Geography
- Location: Appleton, Wisconsin, United States
- Coordinates: 44°14′52″N 88°24′07″W﻿ / ﻿44.247748°N 88.401943°W

Organization
- Care system: Ascension Health
- Funding: Non-profit hospital

Services
- Emergency department: Level III trauma center

Helipads
- Helipad: Yes

History
- Opened: 1899

Links
- Website: www.affinityhealth.org/locations/St-Elizabeth-Hospital-Appleton.htm
- Lists: Hospitals in Wisconsin

= St. Elizabeth Hospital (Appleton, Wisconsin) =

St. Elizabeth Hospital, officially Ascension Northeast Wisconsin St. Elizabeth Hospital, is a hospital founded in 1899 that serves the south side of Appleton, in Outagamie County, Wisconsin. Its emergency department is a level III trauma center.

== History ==
St. Elizabeth Hospital was founded at the behest of Bishop Sebastian Gebhard Messmer of Green Bay. Four women from the Franciscan Sisters of the Sacred Hearts of Jesus and Mary in St. Louis came to Appleton. The hospital the four women founded began in 1899 in an 11-room wooden house. It quickly outgrew that location. New land was purchased and a larger brick building on that site constructed in 1900.

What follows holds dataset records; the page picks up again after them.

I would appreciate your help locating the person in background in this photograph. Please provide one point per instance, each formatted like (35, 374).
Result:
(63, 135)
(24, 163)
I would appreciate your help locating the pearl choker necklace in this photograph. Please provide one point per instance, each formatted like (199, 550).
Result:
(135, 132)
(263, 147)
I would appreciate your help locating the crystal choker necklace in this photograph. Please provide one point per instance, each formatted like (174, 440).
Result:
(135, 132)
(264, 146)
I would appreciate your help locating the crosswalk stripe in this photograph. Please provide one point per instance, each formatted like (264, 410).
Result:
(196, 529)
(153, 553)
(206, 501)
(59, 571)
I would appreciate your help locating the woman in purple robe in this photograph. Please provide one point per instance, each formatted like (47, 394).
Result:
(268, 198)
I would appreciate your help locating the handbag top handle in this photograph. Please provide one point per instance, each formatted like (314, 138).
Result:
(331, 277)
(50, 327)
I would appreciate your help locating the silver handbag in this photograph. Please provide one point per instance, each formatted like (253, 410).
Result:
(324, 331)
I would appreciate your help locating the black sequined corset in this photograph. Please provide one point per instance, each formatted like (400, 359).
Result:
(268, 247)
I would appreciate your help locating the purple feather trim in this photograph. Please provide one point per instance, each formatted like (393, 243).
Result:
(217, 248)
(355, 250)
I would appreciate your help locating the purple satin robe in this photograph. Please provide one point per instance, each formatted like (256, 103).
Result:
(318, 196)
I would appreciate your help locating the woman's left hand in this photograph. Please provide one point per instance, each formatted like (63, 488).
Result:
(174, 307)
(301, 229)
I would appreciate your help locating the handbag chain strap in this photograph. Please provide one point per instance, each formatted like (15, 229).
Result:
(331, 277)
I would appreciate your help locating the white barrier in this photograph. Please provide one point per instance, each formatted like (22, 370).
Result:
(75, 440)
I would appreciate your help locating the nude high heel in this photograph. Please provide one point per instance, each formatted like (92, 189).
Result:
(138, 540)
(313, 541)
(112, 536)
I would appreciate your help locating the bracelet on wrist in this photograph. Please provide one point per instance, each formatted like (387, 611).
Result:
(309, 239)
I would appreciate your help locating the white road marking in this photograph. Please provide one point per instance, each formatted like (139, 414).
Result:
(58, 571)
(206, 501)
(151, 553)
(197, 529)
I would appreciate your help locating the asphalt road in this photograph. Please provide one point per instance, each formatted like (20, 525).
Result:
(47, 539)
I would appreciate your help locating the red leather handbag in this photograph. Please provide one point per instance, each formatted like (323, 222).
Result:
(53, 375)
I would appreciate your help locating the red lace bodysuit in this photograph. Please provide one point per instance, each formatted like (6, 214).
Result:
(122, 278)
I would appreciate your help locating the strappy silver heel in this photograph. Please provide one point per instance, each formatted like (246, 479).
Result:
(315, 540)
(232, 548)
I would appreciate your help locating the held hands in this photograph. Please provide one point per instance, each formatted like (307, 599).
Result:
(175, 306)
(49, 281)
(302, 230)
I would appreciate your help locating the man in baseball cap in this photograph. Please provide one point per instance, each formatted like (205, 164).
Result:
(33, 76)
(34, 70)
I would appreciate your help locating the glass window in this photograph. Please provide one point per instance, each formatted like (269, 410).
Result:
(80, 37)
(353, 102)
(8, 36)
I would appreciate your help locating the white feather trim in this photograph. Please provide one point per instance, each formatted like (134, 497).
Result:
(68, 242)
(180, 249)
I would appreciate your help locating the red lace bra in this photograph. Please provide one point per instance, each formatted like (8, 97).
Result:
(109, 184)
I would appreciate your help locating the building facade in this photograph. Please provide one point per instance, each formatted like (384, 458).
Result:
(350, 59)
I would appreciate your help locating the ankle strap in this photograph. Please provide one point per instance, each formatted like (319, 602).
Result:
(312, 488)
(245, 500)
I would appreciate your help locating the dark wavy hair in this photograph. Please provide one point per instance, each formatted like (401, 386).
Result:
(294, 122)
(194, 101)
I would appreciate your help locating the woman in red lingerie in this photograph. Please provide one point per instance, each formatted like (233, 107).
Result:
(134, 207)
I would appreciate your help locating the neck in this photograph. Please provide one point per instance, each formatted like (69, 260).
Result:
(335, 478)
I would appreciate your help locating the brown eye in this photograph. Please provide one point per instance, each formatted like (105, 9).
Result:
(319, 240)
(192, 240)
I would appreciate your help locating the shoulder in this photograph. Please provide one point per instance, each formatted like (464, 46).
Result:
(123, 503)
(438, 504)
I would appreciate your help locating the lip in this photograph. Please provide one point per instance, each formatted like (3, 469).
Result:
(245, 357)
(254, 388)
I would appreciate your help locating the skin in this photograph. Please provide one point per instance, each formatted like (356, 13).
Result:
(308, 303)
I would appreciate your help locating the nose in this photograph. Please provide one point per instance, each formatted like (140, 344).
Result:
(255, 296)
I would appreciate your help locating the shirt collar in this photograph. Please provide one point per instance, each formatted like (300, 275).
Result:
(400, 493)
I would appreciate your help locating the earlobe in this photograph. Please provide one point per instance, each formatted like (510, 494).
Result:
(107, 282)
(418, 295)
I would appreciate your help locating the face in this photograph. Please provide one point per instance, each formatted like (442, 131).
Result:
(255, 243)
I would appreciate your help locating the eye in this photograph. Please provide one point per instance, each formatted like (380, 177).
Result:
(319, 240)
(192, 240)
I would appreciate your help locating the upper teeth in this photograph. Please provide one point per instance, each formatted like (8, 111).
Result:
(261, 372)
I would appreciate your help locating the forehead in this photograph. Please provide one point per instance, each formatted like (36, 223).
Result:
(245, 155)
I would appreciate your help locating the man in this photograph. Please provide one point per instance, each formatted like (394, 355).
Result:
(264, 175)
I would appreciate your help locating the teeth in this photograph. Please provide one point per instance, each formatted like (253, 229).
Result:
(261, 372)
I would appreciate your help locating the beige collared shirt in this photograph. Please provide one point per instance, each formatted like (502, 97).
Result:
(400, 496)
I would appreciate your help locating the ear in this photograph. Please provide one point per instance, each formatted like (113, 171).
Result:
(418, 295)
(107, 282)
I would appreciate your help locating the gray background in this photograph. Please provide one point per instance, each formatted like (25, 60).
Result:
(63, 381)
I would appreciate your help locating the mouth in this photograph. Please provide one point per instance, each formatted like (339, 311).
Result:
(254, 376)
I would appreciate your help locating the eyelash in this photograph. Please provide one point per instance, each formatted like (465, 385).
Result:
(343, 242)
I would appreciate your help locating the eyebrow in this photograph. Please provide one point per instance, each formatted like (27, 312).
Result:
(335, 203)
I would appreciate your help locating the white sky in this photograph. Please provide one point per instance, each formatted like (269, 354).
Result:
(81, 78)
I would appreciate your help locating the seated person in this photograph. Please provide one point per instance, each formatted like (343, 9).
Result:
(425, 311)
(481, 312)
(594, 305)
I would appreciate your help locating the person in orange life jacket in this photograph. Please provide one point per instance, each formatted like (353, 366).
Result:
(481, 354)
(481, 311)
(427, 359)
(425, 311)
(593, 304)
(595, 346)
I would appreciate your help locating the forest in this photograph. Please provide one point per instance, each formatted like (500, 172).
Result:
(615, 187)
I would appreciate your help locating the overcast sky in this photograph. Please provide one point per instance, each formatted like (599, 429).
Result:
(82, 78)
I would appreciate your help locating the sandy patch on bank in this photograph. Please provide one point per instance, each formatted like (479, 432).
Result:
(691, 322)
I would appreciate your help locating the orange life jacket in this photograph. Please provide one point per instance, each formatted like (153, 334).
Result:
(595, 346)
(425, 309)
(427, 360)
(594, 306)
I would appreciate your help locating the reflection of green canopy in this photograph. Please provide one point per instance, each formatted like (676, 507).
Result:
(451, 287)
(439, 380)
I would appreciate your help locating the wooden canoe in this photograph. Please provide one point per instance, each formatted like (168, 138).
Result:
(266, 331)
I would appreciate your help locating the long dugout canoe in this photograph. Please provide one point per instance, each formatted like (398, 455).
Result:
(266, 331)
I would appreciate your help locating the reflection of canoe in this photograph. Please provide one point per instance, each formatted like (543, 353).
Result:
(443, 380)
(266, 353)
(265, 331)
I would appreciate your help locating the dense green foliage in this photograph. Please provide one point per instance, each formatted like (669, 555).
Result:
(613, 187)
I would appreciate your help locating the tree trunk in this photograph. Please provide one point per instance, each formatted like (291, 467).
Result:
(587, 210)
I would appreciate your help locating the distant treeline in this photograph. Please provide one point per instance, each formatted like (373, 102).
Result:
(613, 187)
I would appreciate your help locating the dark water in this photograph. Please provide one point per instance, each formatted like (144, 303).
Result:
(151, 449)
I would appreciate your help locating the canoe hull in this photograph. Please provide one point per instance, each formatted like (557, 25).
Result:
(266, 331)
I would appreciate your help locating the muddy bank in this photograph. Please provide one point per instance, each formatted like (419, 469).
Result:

In January 2022, ThedaCare Regional Medical Center–Appleton was granted a temporary injunction against St. Elizabeth and Ascension after it hired seven of the 11 members of Theda's stroke care team who had applied to St. Elizabeth and been offered better pay and hours. Theda had declined to make matching offers, saying that it could not afford to. It sought instead a 90-day period before all the workers could take their news jobs; otherwise, Theda warned, stroke care in the Fox Valley, where it is the only Level II accredited facility, could suffer in the interim and patients might have to go outside the region.

In April 2023, a wrongful death lawsuit was filed for the death of Grace Schara, which had occurred October 13, 2021. Grace was checked into St. Elizabeth Hospital days earlier due to low oxygen levels while sick with COVID-19. The lawsuit alleges that Grace was administered a "lethal cocktail of drugs" that led to acute respiratory failure, and that hospital staff refused to resuscitate her, following a do-not-resuscitate order that the family had not approved. St. Elizabeth Hospital responded to the lawsuit by denying any wrongdoing and requesting that the case be dismissed. The defendant physician claims to have had "clear consent from the family to place the patient on a DNR". Wisconsin’s Department of Safety and Professional Services performed a review of the allegations and did not find a violation of their standards. The trial for the lawsuit started June 2, 2025.